The answer I think lies in my condition, that of being human. As much as I know the truth in my head and have experienced it in my life I still struggle to believe God's truth.
Imagine Jesus is sitting across from me staring into my eyes.
"Keep trusting me?" He asks as he holds out his nail scarred hand. "I love you and I promise to never leave you or forsake you. Keep trusting me, really trust me. Let go of all the things that are distracting you, don't embrace fear as a friend. Trust me, ask my Father, search for us and then you will find us. You will be given what you ask for and the things you trust me with will be taken care of." Matt 6&7
He is telling me that I can't rest in the fact that I trusted Him in the past and He came through, but I have to be actively engaging in relationship with Him journeying down the next path. Going over and over the lesson of trust until I really truly learn it.

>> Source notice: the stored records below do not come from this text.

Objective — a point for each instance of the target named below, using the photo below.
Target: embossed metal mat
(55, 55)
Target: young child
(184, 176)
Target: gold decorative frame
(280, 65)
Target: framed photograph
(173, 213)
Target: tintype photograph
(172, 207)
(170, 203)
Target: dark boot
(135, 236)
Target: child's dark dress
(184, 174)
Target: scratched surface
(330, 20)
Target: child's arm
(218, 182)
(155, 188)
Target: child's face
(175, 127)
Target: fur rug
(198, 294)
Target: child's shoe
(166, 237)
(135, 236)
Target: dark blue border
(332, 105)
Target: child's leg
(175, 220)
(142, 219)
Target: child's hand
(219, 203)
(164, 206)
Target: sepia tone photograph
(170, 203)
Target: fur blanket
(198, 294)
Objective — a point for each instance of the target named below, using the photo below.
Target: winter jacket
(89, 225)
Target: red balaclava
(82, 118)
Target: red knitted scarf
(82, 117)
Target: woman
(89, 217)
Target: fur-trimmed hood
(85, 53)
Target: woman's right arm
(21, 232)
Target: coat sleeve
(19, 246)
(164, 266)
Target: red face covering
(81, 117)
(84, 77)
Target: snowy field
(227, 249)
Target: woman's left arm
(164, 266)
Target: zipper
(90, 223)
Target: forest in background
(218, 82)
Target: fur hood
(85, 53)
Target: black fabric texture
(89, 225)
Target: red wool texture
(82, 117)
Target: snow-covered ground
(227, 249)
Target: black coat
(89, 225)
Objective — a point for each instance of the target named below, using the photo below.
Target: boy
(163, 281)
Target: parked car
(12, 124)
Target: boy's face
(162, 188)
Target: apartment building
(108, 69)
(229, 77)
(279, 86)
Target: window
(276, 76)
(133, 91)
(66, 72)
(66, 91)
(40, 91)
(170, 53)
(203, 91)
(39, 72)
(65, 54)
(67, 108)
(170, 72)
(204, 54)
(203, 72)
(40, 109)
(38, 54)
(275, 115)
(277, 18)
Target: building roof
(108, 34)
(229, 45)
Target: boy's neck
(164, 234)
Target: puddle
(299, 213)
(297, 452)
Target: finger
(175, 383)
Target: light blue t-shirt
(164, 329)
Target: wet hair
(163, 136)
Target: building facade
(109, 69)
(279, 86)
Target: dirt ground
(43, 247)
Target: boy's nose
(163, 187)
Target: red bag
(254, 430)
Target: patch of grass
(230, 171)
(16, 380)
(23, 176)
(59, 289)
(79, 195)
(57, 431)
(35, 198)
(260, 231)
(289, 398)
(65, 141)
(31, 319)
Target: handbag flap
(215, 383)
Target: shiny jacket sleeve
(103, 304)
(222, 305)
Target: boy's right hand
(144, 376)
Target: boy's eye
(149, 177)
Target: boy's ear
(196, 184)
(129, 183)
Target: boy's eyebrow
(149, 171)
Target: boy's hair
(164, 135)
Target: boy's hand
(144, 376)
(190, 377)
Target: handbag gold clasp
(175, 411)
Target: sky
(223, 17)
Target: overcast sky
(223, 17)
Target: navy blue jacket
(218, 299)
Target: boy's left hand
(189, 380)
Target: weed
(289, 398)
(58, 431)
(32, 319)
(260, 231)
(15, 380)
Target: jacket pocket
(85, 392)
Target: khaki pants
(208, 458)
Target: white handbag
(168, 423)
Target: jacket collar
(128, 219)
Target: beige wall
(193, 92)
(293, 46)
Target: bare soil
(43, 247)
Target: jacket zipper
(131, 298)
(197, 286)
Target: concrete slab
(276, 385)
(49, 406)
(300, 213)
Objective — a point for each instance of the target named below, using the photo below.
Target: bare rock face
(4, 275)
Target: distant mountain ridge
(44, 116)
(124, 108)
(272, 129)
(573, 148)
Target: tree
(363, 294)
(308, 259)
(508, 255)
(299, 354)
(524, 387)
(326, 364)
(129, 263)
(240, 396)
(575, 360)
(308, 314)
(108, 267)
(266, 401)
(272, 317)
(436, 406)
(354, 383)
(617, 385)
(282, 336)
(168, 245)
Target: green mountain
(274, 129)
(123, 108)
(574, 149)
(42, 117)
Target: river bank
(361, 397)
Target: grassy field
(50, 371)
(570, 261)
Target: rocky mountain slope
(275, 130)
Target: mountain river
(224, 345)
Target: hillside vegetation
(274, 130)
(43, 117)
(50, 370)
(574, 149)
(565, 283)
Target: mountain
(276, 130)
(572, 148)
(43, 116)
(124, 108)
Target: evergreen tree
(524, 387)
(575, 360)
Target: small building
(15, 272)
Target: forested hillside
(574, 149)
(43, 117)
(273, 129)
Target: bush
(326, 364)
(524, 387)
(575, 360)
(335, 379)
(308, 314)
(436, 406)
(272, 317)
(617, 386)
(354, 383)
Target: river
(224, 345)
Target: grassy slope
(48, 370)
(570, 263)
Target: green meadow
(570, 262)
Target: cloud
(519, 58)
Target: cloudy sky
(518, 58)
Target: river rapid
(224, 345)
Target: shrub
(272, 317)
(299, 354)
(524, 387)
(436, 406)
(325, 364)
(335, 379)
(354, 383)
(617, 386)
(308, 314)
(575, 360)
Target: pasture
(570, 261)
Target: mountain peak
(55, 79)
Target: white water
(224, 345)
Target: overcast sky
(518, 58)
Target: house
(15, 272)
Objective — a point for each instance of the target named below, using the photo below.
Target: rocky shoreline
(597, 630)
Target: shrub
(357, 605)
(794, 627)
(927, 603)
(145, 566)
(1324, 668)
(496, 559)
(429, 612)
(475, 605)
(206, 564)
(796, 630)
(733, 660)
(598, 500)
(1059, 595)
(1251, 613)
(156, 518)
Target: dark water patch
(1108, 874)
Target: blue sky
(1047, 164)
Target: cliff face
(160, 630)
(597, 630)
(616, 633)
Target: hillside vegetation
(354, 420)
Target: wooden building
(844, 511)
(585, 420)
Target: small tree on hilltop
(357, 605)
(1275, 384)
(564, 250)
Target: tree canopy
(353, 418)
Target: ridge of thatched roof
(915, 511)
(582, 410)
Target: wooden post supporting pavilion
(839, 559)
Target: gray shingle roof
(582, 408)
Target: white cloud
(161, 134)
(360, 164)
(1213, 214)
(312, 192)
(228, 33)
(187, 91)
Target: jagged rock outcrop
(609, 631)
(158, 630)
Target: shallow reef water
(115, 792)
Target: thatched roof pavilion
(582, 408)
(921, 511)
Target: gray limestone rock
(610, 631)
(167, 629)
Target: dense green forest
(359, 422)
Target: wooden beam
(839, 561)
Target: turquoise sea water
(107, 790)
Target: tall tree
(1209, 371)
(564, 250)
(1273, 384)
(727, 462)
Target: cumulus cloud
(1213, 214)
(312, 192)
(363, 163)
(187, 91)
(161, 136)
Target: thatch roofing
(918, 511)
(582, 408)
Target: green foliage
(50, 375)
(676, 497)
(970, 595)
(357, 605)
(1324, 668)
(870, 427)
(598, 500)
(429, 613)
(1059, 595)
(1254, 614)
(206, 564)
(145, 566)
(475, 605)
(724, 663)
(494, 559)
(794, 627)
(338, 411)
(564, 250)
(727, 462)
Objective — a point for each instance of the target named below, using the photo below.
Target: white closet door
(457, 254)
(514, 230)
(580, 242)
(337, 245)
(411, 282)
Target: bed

To the point where I am able to throw off all my possessions and fears living contentedly in the trust of God.
Unfortunately I am human and as Kenneth Boa says the renewing of our minds is not a one-time deal but a continuous cycle of "surrender and trust and of emptying and filling as the Holy Spirit replaces the lies we have believed with the truth of our identity in Christ". I know the truth; that God will provide and that the Creator of the Universe loves me deeply, madly, incomprehensibly for all eternity. That love is so great that He gave His only son, Jesus who was perfect to suffer, bearing the punishment for my sin. I have immeasurable intrinsic worth, because not only did God create me in His image and declare that I was good. He sent Jesus to rescue me when I choose to run away from Him and broke His heart. Even now when I wander and doubt He calls me back.
No matter how much I know this in my head and have even experienced it personally in my life, those lies are buried too deep and I doubt yet again. I cling to the boots as a toddler rebelling against their parent. I tell God that I don't really trust Him when I cling to these things, but I am learning to trust Him. To hold all things in my life with open hands. It is so hard and I struggle often, but I continue to hold my life in open upturned palms to God. My hands are open to receive but also open to surrender giving it all back.
So today I put my boots on the garage sale pile.